Bebekleri olmasaydı zar zor geçindikleri paranın, başlarını eğen okulun, Mina'yı büyütmenin stresi çok gelmişti. Baekhyun nasıl baş edeceğini anlamaya bile başlayamamıştı.

"Özür dilerim." Baekhyun kendini çekerken özür diledi. Chanyeol'ün üzgün yüzünü görmesine izin vermeden bir şeye yaramak, aklındaki her şeyi atmak için mutfağa attı kendini.

"Özür dileme." Baekhyun mutfağa giderken Chanyeol koltukta donmuş halde oturdu ve dinledi.

Geri döndüğünde Chanyeol gözlerinin ne kadar kırmızı olduğunu görebilmişti. Yorgunluğun ve hüznün birleşimi. Ellerinde bir kupa vardı ve Chanyeol sıcak koltuğu olduğunu görünce gülümsedi.

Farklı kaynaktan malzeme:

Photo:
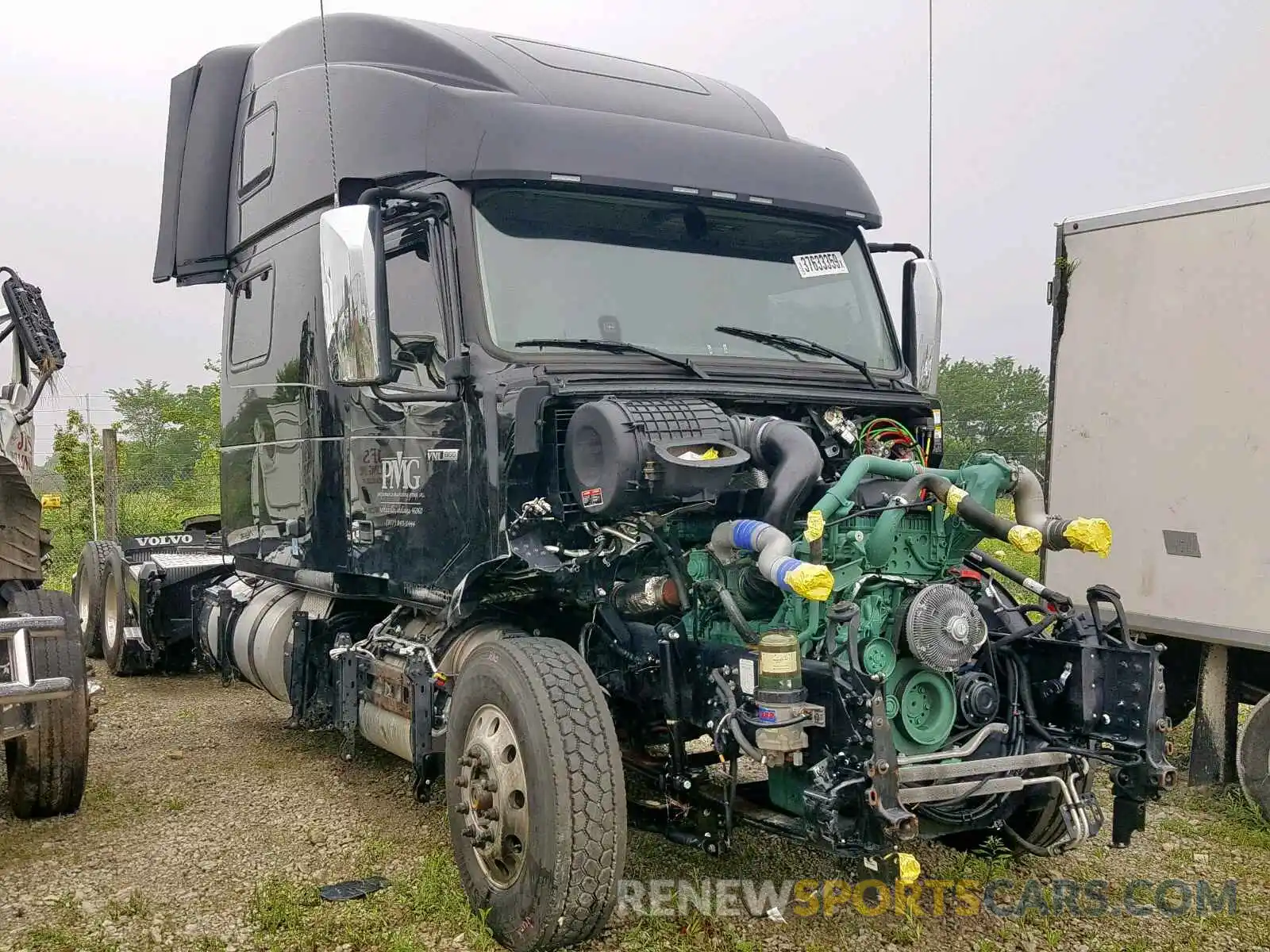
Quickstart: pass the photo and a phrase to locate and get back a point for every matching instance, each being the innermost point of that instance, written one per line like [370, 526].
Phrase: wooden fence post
[111, 465]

"Nisan ayı ve ben sıcak çikolata içiyorum." Baekhyun oturmadan önce biraz gülümsedi. Kupasını Chanyeol'e doğru uzattı. "İster misin?"

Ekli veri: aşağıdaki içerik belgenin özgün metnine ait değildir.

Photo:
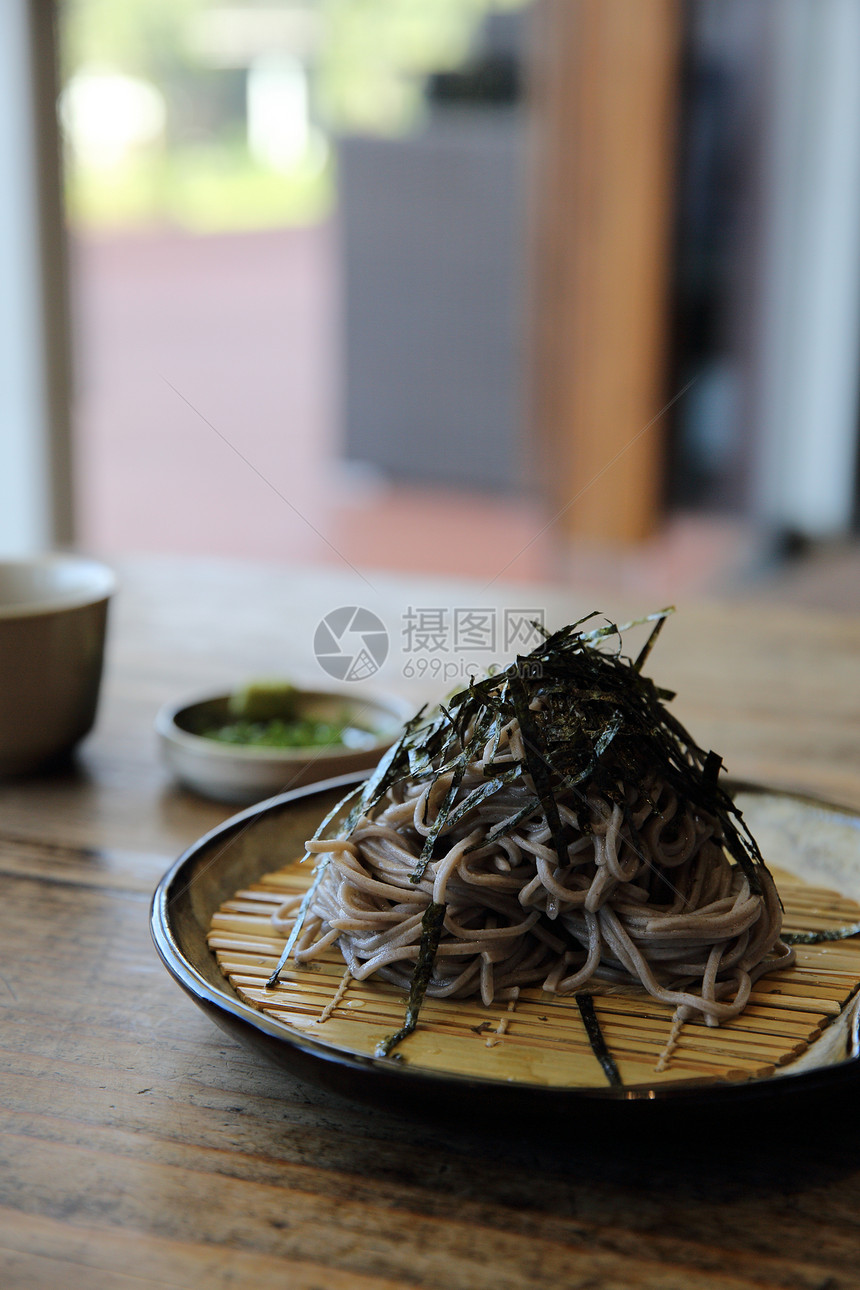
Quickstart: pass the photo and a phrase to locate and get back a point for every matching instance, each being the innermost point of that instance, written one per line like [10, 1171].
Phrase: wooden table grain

Chanyeol başını nazikçe iki yana salladı. "Hala konuşmamız gerek."

Baekhyun'un ağzı "oh" şeklini alsa da Chanyeol'ün bekleyen kulaklarına hiç ulaşmadı. Yine de bir onaylamaydı o yüzden canını sıkan şeyi söyledi.

"Senden ve Mina'dan çok ayrı kalacağım. 9'dan 2'ye kadar dersim var, 3'ten 8'e kadar da çalışmam gerek."

"Biliyorum. Seninle aynı saatlerde dersim var. Kaçıramam." Baekhyun üzgünce başını eğdi. Chanyeol'ü çok sık göremeyeceği gibi Mina'ya da tek başına bakması gerek demekti bu. Ayrıca Mina'yla beraber derse gitmeliydi.